In 1964 a writer for American Fabrics said, "Throughout the industrialized world denim has become a symbol of the young, active, informal, American way of life. It is equally symbolic of America's achievements in mass production, for denim of uniform quality and superior performance is turned out by the mile in some of America's biggest and most modern mills. Moreover, what was once a fabric only for work clothes, has now also become an important fabric for play clothes, for sportswear of all types." By the next decade, the trade papers made comments such as: "Jeans are more than a make. They are an established attitude about clothes and lifestyle."

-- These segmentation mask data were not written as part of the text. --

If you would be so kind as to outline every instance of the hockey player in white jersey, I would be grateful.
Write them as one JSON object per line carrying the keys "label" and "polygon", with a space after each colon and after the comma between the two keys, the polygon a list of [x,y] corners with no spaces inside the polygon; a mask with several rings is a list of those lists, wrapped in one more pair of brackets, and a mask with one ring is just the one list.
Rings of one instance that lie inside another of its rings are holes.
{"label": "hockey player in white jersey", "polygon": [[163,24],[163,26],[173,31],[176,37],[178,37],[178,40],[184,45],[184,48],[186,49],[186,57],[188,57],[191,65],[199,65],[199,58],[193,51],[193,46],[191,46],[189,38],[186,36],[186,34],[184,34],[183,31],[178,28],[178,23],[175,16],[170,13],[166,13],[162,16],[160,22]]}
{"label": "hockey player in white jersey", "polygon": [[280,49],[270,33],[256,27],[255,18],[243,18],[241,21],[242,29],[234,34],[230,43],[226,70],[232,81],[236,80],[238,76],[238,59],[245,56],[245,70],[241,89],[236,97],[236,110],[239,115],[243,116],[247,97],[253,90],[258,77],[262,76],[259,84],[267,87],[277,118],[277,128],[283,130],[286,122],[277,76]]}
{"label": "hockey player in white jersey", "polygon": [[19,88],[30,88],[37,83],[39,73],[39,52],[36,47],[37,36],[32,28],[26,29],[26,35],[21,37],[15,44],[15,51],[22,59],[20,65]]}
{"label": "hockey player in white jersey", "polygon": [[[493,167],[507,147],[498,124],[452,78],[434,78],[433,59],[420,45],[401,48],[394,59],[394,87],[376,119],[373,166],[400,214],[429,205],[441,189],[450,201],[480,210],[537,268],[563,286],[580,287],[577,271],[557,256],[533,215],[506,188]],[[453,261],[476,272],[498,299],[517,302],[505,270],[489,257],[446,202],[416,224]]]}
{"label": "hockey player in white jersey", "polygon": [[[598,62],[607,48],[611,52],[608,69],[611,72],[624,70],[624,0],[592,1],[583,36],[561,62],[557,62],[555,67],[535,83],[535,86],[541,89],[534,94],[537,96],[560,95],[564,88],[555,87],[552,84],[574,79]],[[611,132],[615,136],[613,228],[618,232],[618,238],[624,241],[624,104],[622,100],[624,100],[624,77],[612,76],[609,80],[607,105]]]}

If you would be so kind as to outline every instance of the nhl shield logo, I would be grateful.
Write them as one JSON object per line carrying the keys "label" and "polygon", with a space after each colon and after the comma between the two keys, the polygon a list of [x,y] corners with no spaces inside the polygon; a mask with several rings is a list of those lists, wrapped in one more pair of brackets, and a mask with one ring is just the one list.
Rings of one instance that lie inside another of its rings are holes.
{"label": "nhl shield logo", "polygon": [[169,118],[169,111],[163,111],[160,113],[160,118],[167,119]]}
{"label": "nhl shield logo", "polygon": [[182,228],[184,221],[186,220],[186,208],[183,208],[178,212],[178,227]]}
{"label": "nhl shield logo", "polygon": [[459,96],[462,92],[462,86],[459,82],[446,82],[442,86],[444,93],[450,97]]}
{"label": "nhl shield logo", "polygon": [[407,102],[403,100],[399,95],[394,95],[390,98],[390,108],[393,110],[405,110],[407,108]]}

This attitude could be seen very clearly in the "decorated denim" craze in the 1970s, which included beaded, embroidered, painted and sequined jeans appearing on streets from California to New York and abroad. Personalizing one's jeans was such a huge trend in the United States that Levi Strauss & Co. sponsored a "Denim Art Contest" in 1973, inviting customers to send in pictures of their decorated denim. The company received 2,000 entries from 49 of the United States, as well as from Canada and the Bahamas. The winning garments were sent on an 18-month tour of American museums and some of them were purchased by Levi Strauss & Co. for the company archives.

Denim Meets the 21st Century







American Fabrics magazine predicted back in 1969 that denim would become a fashion statement for many occasions when it said, "What has happened to denim in the last decade is really a capsule of what happened to America. It has climbed the ladder of taste."



Born in Europe, denim's function and adaptable form found a perfect home in untamed 19th century America with the invention of jeans.

Denim gives us a little bit of history every time we put it on.